The simultaneous use of Enap®-NL with kalisberegatmi dioretikami (incl. spironolactone, amilorid, triamterene) or addition of potassium can cause hyperkalemia.
The simultaneous use of Enap®-NL with allopourinolom, cytostatics, immunosuppressants or systemic corticosteroids may cause leukopenia, anemia or pancytopenia, therefore, requires periodic monitoring of hemogram.
Reported acute renal failure in 2 patients after renal transplantation, simultaneously receiving enalapril and cyclosporine. Expected, that acute renal failure was the result of decreased renal blood flow, cyclosporin induced, and reduction of glomerular filtration, caused by enalapril. Therefore, care should be taken while using enalapril and cyclosporine.
The simultaneous use of Enap®-NL with sul′fonamidami and oral gipoglikemicakimi means of group sulfonylureas may cause hypersensitivity reactions (possible cross-hypersensitivity).

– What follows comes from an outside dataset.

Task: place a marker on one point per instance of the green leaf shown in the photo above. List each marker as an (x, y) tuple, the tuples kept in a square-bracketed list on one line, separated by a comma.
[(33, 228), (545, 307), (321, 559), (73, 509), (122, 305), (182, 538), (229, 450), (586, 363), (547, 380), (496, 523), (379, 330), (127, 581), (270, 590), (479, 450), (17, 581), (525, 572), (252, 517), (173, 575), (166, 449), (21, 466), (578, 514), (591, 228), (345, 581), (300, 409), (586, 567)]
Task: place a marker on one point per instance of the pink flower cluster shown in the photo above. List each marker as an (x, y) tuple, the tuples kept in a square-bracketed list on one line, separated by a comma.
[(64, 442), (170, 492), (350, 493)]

Care should be taken while applying Enap®-NL with cardiac glycosides. Possible gidrohlorotiazidindutsirovannaya hypovolemia, gipokaliemia and gipomagniemia may increase toxicity glycosides.
The simultaneous use of Enap®-NL with MCS increases the risk of hypokalemia.
In an application Enap®-NL and theophylline, Enalapril may reduce T1/2 teofillina.
In an application Enap®-NL and cimetidine, may increase T1/2 Enalapril.
The risk of hypotension is increased during general anesthesia or muscle relaxants application nedepolyariziruyuschih (eg, tuʙokurarina).
Conditions of supply of pharmacies
The drug is released under the prescription.
Conditions and terms
The drug should be stored out of reach of children, dry place at temperatures no higher than 25 ° C. Shelf life – 2 year.